The amber wood tones of the home’s massive logs create a charming backdrop to the porch overlooking the waterfront. 

From the wide porch, we watched spectacular sunsets that painted the sky in gold and pink. Peace and quiet reigned — just the sound of the occasional bird call.

Speaking of birds, a graceful great blue heron became our unofficial neighbour, often spotted fishing along the shoreline. Osprey and other species were also in the mix.

And here’s a rare Cape Breton treat: surprisingly few bugs — no frantic slapping or sprinting indoors required. Hallelujah!

 

A great blue heron embarks on some sunset fishing.

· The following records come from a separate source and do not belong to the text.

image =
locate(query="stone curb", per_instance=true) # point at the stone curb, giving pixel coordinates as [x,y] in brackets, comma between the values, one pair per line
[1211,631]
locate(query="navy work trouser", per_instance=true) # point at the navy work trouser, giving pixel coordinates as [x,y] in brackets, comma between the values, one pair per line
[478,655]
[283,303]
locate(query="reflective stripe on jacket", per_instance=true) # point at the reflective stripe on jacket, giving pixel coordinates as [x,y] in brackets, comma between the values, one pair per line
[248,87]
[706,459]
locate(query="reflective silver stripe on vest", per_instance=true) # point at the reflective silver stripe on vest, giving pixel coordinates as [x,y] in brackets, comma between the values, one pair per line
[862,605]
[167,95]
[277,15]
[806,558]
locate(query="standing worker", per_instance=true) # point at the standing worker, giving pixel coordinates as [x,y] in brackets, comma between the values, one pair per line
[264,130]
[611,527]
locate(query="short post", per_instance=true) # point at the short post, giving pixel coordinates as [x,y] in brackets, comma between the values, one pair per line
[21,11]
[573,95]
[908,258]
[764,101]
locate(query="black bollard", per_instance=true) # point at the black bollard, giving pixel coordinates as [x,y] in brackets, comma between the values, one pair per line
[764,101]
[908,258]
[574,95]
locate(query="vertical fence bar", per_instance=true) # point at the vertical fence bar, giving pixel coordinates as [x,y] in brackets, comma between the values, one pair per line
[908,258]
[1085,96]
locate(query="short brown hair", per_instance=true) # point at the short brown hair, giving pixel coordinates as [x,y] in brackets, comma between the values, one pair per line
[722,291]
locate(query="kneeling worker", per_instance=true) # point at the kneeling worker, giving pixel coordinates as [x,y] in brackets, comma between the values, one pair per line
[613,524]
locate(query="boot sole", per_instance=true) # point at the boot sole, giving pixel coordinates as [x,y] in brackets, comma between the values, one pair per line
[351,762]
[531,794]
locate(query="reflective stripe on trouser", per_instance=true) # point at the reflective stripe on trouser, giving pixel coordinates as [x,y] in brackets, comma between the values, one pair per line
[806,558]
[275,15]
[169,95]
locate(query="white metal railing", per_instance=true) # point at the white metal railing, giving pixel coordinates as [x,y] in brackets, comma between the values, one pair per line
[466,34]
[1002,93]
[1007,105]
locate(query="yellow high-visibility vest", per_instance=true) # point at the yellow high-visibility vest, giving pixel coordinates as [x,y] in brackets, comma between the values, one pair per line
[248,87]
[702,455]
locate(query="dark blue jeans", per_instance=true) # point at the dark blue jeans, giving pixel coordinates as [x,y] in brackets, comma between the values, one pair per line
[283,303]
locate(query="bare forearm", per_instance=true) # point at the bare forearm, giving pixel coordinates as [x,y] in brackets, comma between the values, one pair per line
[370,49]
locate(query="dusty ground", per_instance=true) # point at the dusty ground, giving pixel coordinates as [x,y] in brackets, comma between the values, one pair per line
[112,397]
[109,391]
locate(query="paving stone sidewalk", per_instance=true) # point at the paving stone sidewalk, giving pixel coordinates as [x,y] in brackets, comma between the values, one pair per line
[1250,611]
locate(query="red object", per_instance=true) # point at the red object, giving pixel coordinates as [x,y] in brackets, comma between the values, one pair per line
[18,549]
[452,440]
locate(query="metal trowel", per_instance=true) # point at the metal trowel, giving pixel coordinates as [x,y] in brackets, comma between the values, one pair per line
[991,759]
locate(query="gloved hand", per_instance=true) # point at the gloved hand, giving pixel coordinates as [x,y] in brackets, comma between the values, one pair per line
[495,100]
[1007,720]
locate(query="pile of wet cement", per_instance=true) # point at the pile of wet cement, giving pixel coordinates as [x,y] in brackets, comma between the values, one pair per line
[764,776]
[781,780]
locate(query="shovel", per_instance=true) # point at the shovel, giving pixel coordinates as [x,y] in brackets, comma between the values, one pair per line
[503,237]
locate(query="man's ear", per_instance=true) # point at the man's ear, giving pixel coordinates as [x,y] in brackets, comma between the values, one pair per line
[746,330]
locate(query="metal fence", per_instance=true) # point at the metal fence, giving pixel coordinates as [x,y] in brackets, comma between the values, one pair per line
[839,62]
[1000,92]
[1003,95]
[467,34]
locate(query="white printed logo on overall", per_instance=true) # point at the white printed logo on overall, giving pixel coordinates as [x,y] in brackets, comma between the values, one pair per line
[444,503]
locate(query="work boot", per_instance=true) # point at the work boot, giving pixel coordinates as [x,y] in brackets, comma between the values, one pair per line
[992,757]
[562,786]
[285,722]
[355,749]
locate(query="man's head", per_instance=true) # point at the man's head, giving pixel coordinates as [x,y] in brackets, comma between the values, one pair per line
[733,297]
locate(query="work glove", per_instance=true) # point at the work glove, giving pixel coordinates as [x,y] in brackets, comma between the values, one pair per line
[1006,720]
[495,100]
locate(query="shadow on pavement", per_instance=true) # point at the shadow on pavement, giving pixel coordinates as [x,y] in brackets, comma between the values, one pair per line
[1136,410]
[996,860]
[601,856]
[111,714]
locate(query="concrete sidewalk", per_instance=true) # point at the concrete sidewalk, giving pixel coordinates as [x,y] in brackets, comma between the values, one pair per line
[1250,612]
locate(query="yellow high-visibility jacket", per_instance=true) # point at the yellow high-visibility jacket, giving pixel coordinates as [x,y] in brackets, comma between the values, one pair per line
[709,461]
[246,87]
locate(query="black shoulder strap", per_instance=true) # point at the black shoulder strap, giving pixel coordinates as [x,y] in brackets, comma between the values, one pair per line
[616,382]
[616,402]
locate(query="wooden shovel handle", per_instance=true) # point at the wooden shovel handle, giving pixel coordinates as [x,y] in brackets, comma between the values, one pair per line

Restful nights, bright mornings

After full days of fresh air and water fun (not to mention hearty dinners and a few rounds of fiercely contested family games), none of stayed up too late. We headed to our own cozy corners of Terra Nova, ending our days in the luxury of spa-like baths and well-appointed bedrooms. By morning, we woke feeling rested, recharged and ready to do it all over again.

My parents were more than comfortable in this first-floor bedroom and nearby bathroom with shower.

Hubby and I drifted off to dreamland in this spacious bedroom featuring soft blues, a serene style and its own balcony.

This inviting bedroom with waterfront views has an adjacent balcony, a lovely spot for morning coffee.

Bath anyone? I may have lingered in this clawfoot gem a bit, soaking up a solo moment and the coastal décor.

Little touches that make you smile: Wish, Hope and Dream stones on the vanity remind guests to slow down and savour the moment.

Why it matters

Trips like this remind me why I decided to write Midlife Report. Life is busy and, as the years go by, I’m feeling increasingly motivated by connection — to each other, to nature and to ourselves. Our family time at Terra Nova gave me the chance to refocus on ways to come together, unplug and just be.